Drie verdachten zijn afgelopen week aangehouden op verdenking van WhatsApp-hacking en vriend-in-noodfraude naar aanleiding van een gezamenlijk onderzoek door twee cybercrimeteams van de politie.
Het drietal wordt verdacht van het hacken van WhatsApp-accounts van bekende personen die actief zijn in het openbaar bestuur. Bij doorzoekingen werd honderdduizend euro gevonden en een vuurwapen. De twee mannelijke verdachten van 17 en 18 jaar oud zijn inmiddels voorgeleid en gaan 14 dagen in bewaring. De derde verdachte, een 57-jarige vrouw, is heengezonden, maar blijft wel verdachte.

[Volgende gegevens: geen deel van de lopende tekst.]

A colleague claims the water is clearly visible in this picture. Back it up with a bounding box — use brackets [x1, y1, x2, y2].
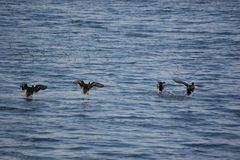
[0, 0, 240, 160]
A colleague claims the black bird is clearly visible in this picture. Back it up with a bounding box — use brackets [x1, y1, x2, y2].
[157, 82, 165, 92]
[20, 83, 47, 97]
[73, 80, 104, 94]
[174, 80, 195, 96]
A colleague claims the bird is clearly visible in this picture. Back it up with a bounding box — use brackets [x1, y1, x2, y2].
[20, 83, 47, 97]
[174, 79, 195, 96]
[73, 80, 104, 94]
[157, 82, 165, 92]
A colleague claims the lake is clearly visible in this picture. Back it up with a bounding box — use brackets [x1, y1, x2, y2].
[0, 0, 240, 160]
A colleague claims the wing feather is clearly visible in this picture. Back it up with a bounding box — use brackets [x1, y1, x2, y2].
[73, 79, 84, 87]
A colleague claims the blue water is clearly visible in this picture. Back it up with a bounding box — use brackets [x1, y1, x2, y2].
[0, 0, 240, 160]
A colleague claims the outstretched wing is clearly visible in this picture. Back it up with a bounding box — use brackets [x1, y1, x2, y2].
[91, 82, 104, 88]
[73, 79, 84, 87]
[33, 84, 47, 92]
[173, 79, 188, 86]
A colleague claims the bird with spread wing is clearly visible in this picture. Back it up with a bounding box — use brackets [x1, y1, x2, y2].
[73, 80, 104, 94]
[20, 83, 47, 97]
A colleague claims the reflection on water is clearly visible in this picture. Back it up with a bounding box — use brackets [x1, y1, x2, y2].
[0, 0, 240, 159]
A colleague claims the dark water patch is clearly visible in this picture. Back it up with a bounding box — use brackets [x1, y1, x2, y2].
[0, 106, 36, 112]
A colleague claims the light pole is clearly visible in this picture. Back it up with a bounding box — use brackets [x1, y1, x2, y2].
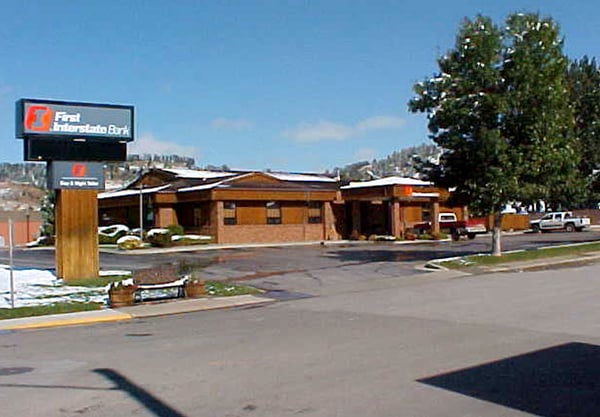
[140, 182, 144, 240]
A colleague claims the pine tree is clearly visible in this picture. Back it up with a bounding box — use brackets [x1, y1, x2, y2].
[409, 16, 510, 253]
[409, 14, 580, 255]
[567, 56, 600, 207]
[502, 14, 583, 208]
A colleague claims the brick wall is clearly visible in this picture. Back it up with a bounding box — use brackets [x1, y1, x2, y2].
[0, 220, 42, 246]
[219, 224, 324, 243]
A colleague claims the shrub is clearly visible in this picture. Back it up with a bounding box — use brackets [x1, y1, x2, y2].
[146, 229, 173, 248]
[167, 224, 185, 235]
[431, 232, 448, 240]
[117, 236, 144, 250]
[98, 224, 129, 245]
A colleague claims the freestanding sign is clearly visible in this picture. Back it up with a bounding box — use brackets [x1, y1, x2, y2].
[16, 99, 134, 142]
[47, 161, 104, 190]
[15, 99, 134, 281]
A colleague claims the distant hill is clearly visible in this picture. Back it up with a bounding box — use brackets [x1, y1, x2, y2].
[334, 144, 441, 182]
[0, 154, 195, 211]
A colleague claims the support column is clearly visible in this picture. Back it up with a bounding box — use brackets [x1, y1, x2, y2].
[323, 201, 340, 240]
[350, 201, 360, 236]
[210, 201, 226, 243]
[55, 190, 99, 281]
[431, 201, 440, 233]
[390, 200, 403, 238]
[156, 206, 179, 227]
[463, 206, 470, 221]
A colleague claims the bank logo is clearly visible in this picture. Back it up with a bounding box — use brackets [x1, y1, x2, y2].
[71, 164, 87, 178]
[25, 106, 52, 132]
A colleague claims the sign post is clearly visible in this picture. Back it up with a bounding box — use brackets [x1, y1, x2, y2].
[16, 99, 134, 281]
[8, 217, 15, 308]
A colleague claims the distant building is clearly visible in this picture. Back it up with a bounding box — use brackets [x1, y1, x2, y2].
[98, 168, 463, 243]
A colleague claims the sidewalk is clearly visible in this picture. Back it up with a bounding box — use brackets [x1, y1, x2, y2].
[0, 295, 275, 332]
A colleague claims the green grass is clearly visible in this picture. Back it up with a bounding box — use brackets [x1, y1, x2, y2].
[204, 281, 260, 297]
[0, 301, 102, 320]
[63, 274, 131, 288]
[439, 242, 600, 269]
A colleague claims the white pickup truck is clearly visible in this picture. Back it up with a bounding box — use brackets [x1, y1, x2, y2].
[529, 211, 590, 233]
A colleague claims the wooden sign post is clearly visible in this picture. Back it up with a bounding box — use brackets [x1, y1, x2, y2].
[16, 99, 134, 281]
[55, 190, 100, 281]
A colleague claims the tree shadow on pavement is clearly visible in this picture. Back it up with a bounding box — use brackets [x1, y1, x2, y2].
[94, 368, 185, 417]
[418, 343, 600, 417]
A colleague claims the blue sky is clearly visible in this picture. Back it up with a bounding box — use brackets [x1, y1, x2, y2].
[0, 0, 600, 171]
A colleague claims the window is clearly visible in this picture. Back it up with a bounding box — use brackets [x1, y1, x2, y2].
[223, 201, 237, 225]
[194, 207, 210, 227]
[266, 201, 281, 224]
[421, 209, 431, 222]
[308, 201, 323, 224]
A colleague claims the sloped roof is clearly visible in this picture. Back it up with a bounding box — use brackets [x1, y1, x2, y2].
[160, 168, 237, 179]
[98, 184, 171, 200]
[341, 176, 433, 190]
[177, 172, 336, 192]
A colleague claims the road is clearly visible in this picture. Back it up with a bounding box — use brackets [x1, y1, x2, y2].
[0, 230, 600, 298]
[0, 254, 600, 417]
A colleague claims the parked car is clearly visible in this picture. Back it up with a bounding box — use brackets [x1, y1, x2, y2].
[529, 211, 591, 233]
[413, 213, 487, 240]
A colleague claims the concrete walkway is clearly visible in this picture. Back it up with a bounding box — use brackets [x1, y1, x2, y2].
[0, 295, 275, 331]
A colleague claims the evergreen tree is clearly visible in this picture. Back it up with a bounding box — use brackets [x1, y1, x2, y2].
[502, 14, 584, 209]
[409, 16, 517, 253]
[567, 56, 600, 207]
[409, 14, 579, 255]
[40, 190, 56, 240]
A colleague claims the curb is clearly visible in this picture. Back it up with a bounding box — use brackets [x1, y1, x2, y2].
[0, 295, 277, 331]
[0, 309, 132, 330]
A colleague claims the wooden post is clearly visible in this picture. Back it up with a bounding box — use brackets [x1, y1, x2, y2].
[352, 201, 362, 237]
[55, 190, 99, 281]
[431, 201, 440, 233]
[390, 200, 404, 237]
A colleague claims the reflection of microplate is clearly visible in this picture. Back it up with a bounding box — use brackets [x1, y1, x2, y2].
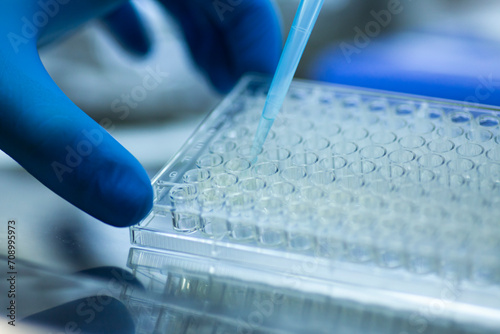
[131, 78, 500, 286]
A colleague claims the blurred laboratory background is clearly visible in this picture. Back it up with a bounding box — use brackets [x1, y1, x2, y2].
[0, 0, 500, 332]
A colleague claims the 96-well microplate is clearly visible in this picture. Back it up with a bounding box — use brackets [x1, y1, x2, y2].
[131, 77, 500, 302]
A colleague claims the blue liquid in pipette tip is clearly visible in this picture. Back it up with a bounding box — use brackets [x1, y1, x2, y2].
[252, 0, 324, 163]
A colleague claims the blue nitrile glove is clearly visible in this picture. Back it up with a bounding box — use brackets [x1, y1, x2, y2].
[0, 0, 281, 226]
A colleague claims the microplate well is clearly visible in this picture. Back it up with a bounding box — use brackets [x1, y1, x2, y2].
[131, 76, 500, 318]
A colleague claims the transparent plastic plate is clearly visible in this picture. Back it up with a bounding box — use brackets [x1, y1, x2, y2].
[131, 76, 500, 315]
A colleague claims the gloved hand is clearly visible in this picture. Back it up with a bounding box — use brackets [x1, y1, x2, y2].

Alle verdachten wonen in Den Haag.
De oplichters hackten door WhatsApp-accounts aan te maken met naam en telefoonnummer van slachtoffers. De oplichters bemachtigden de verificatiecodes en koppelden deze aan de accounts van slachtoffers, waardoor de oplichters vanaf die accounts berichten konden versturen.
Daarna werden zogenaamde vriend-in-nood-appjes gestuurd naar contacten van slachtoffers. De ontvangers dachten daadwerkelijk met hun kennis/familielid in gesprek te zijn en vertrouwden betaalverzoeken. Op die manier wisten de verdachten duizenden euro’s afhandig te maken van slachtoffers.
Hoe veel slachtoffers er in totaal zijn gemaakt door de verdachten, is nog onduidelijk. Onder de slachtoffers kwam de politie bekende personen uit het openbaar bestuur tegen. De politie kon aangiftes uit verschillende provincies verbinden aan dezelfde verdachten en daardoor is een nauwe samenwerking ontstaan tussen de cybercrimeteams van de politie in Rotterdam en Limburg.
13 miljoen
Er zijn in 2020 naar schatting ruim 25.000 aangiftes gedaan van vriend-in-noodfraude. Volgens politiecijfers ligt de totale schade hiervan op meer dan 13 miljoen euro. In honderden aangiftes van vriend-in-noodfraude zaken ligt de oorzaak in een WhatsApp-hack. Van WhatsApp-hacking worden vooral mensen tussen de 40-55 jaar slachtoffer, maar het beperkt zich volgens de politie zeker niet tot die leeftijdscategorie.